If you want a fluff-monitor approach... you should only use the first couple of marks of armour, as the 11th (as far as we know) disappeared before the Heresy. Or, at least, that's what they _want_ us to believe (it's never actually stated, I don't think)... but if this is the case, various other things don't yet exist... decent plasma guns, assault cannons, vindicators etc.

If you're mate's doing 2nd legion, are they doing it as a Chaos Legion? Because one or other might have to be Chaos Legion to keep the "fully half the Legions fell to Chaos" thing going...

On the painting, yeah, nice work on the red. Very nice result and I like the shading. Otherwise, what everyone else said about mould lines (the one on the left leg is particularly obvious) and arm placement. Still, it is a test. I think you passed!

:heretical cyclops:


----------



## Ordo Xeno Commander (Jan 17, 2007)

Neither of us are doing heretical legions  because no one knows what happened to these two. Free reign on the fluff sounds cool, and I'll write something up that allows them to use current Imperial Technology, although if I can find a pre-heresy marine tutorial that uses plasticard and GS I could do that. Unfortunately, I wont be able to do the older guns and stuff, but I'll just say they salvage them from battlefields they come across. Maybe I'll make them similar but different to the LotD.

With the C&C on the model, yea, its just a test mini, had him lying around from an old combat squad box that I'm using for test mini's, and he was the last one 

So, if anyone can find me the tutorial (I will be looking my self) for converting to Pre-heresy Marines, +rep also, first come first served, although if a supplementary is different but still helpful, you will be rewarded.

My next pay cheque will be taken up by plasticard and GS and modelling tools


----------



## Farseer Beltiac (Jul 11, 2008)

pretty cool, you know I've been writing some fluff on the 2nd missing legion.....not sure if I'll post it or not.


----------



## DaemonsR'us (Jan 25, 2007)

Your painting on the red is looking awsome ordo great job :good:


----------



## Ordo Xeno Commander (Jan 17, 2007)

Cheers Dirty Dog. It's been fun.

Hopefully this Wednesday I should have more supplies so I can convert some terminators to test more stuff on. 2 weeks after that I'll have even more test mini's and a few guys who will actually be in the army (tac marines most likely)

Alright, I have a name for the 11th Legion. Long story short, parts of the 11th Legion are returning to the known universe, and have been picked up on the outskirts of the Imperial dominated area. Upon returning, they have changed their name to the Legion Of Vengeance, vowing to avenge their fallen brothers (as the Horus Heresy is news to them as they were lost early on and kept fighting, unknowing of the troubles that have racked the Imperium since before the Heresy).
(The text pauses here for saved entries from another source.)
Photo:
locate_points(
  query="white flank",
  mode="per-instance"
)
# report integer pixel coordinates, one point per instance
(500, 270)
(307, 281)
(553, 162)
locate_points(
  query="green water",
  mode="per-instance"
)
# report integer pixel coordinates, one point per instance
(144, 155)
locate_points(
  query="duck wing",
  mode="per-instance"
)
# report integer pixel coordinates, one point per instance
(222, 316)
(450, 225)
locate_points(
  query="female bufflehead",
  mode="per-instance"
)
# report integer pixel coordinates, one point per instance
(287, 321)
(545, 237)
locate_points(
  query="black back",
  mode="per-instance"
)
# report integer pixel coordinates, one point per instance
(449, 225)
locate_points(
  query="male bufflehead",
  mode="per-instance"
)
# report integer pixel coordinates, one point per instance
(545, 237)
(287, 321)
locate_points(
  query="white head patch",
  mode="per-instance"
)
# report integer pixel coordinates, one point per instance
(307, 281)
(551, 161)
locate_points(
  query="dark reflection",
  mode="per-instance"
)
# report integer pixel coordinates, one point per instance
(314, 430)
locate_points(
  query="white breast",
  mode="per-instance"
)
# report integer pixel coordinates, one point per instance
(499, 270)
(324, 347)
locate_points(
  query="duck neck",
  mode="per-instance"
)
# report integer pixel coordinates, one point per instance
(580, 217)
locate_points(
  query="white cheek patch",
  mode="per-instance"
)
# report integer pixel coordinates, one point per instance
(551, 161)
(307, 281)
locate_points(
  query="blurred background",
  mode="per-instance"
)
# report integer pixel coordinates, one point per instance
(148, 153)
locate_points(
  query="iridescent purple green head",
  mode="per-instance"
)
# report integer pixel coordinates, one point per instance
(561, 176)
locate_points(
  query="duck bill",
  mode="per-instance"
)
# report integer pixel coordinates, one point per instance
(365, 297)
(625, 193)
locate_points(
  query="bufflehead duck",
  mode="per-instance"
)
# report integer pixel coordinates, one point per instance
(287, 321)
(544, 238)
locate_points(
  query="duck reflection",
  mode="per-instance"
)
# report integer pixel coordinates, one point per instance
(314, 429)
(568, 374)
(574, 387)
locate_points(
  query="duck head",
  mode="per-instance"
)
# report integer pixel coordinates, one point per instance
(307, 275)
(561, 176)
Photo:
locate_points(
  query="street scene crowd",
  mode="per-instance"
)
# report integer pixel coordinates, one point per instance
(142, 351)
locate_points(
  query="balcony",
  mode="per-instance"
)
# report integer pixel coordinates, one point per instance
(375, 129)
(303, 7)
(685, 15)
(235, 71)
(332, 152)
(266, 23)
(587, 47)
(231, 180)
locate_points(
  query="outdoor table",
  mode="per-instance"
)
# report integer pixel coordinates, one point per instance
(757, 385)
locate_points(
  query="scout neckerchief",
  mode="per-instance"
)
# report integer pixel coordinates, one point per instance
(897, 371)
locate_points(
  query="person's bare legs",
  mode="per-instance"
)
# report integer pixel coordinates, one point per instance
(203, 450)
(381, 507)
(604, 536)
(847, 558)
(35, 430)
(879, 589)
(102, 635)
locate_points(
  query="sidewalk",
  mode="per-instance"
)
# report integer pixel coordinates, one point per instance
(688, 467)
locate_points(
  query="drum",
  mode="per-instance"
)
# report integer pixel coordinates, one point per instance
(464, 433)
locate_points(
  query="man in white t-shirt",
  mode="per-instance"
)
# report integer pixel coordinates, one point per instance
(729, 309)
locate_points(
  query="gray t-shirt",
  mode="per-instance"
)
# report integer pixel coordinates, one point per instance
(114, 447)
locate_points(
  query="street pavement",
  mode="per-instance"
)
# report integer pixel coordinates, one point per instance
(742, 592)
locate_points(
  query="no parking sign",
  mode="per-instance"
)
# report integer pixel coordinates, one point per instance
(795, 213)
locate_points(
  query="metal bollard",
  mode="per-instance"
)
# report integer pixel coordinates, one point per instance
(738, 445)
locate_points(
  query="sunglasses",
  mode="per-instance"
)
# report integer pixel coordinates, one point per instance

I'll write up a full story soon, after studying tonight.

Ok guys, I need some help. I need a date, just pick one, during the Great Crusade, just before the start of the Horus Heresy. This will be the date that the 11th Legion loses contact with the Imperium, and so you will be forever immortalised in the history of the 11th Legion

EDIT : Bringing in the fluff I've written.

Legion of Vengeance

The 11th Legion was lost to the Imperium during the later stages of the Great Crusade, before the Horus Heresy. Their last known location was on the outskirts of known space, entering unchartered territory. Now there have been sightings reported of an un-recognised chapter of Space Marines entering chartered space, sending all those who stand before them running. They have been rumoured to have been doing so in the name of the Emperor, yet no one has seen them before. This is their story.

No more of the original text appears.